O ressentimento na política brasileira

Idelber Avelar
7 min readMay 12, 2020

Não há categoria afetiva que tenha cumprido um papel tão central na política brasileira da última década como a de ressentimento. Em amplos círculos, o termo passou a ser ubíquo e a servir para designar um leque de lugares afetivos diferentes. Ressentimento é, na verdade, um conceito bastante rico, que valeria a pena tentar salvar, antes que ele se converta em xingamento puro e simples.

Para Friedrich Nietzsche, o ressentido é, ante tudo, um escravo da memória. Fixado no passado, incapaz de esquecimento ativo, o ressentido sempre atribui ao outro a responsabilidade pelo seu estado. Ele se entende como um impotente cujo lugar foi determinado pelo outro. Como o ressentido é incapaz de se vingar, é fraco demais para responder e rebater, ele re-vive eternamente uma vingança que jamais vem.

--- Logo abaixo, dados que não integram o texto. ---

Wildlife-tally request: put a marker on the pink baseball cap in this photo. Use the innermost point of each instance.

Como disse Maria Rita Kehl em um bonito livro sobre o tema, o derrotado só se torna um ressentido quando ele deixa de se identificar como derrotado e passa a se definir como vítima, sobretudo como vítima inocente de um vencedor que, ali, passa a ocupar o lugar de culpado.

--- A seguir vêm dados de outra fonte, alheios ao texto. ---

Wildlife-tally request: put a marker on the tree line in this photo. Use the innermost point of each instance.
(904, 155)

É verdade que a superação do ressentimento, em Nietzsche, passa pela tarefa do esquecimento ativo. Mas, nessa expressão, as duas palavras são importantes: o esquecimento ativo não é a amnésia pura e simples, não é fingir que algo não aconteceu, não é um simples passar a borracha. O esquecimento ativo é um esquecimento decantado, que já passou pela memória.

Ao longo da última década, os termos “ressentimento” e “ressentido” foram cooptados pela milenar vocação amnésica brasileira. Mais ou menos como o termo “revanchista” era usado como xingamento durante a pós-ditadura brasileira, no pós-Junho, bastava que você fizesse um pequeno exercício de memória sobre a continuidade das atrocidades brasileiras sob os governos lulistas para que viesse lá de novo o rótulo: “ressentido!” Este é um primeiro dado nem sempre óbvio. O termo "ressentido", no Brasil da segunda década do século XXI, abandonou o terreno da análise e adentrou o universo dos insultos e dos pseudo-diagnósticos.

Ao longo do pós-impeachment e do governo Temer, petistas e lulistas voltaram a prestar atenção, por exemplo, nos frequentes massacres indígenas no Brasil. Quando algum memorioso mais desavisado lembrava que os massacres indígena e os etnocídios via hidrelétricas abundaram no governo petista, não faltava nunca o adendo: “ah, não se deixe levar pelo ressentimento”. Ora, é claro que são bem-vindas quaisquer pessoas que queiram se juntar a nós, que denunciamos esses massacres há muito tempo. Mas, se depois da denúncia, a pessoa escrevia “este é o Brasil de Michel Temer”, a obrigação de qualquer um que estivesse na causa por algum tempo era apontar que o governo Dilma bateu todos os recordes de massacres indígenas. Trata-se da simples correção de uma implícita falsificação.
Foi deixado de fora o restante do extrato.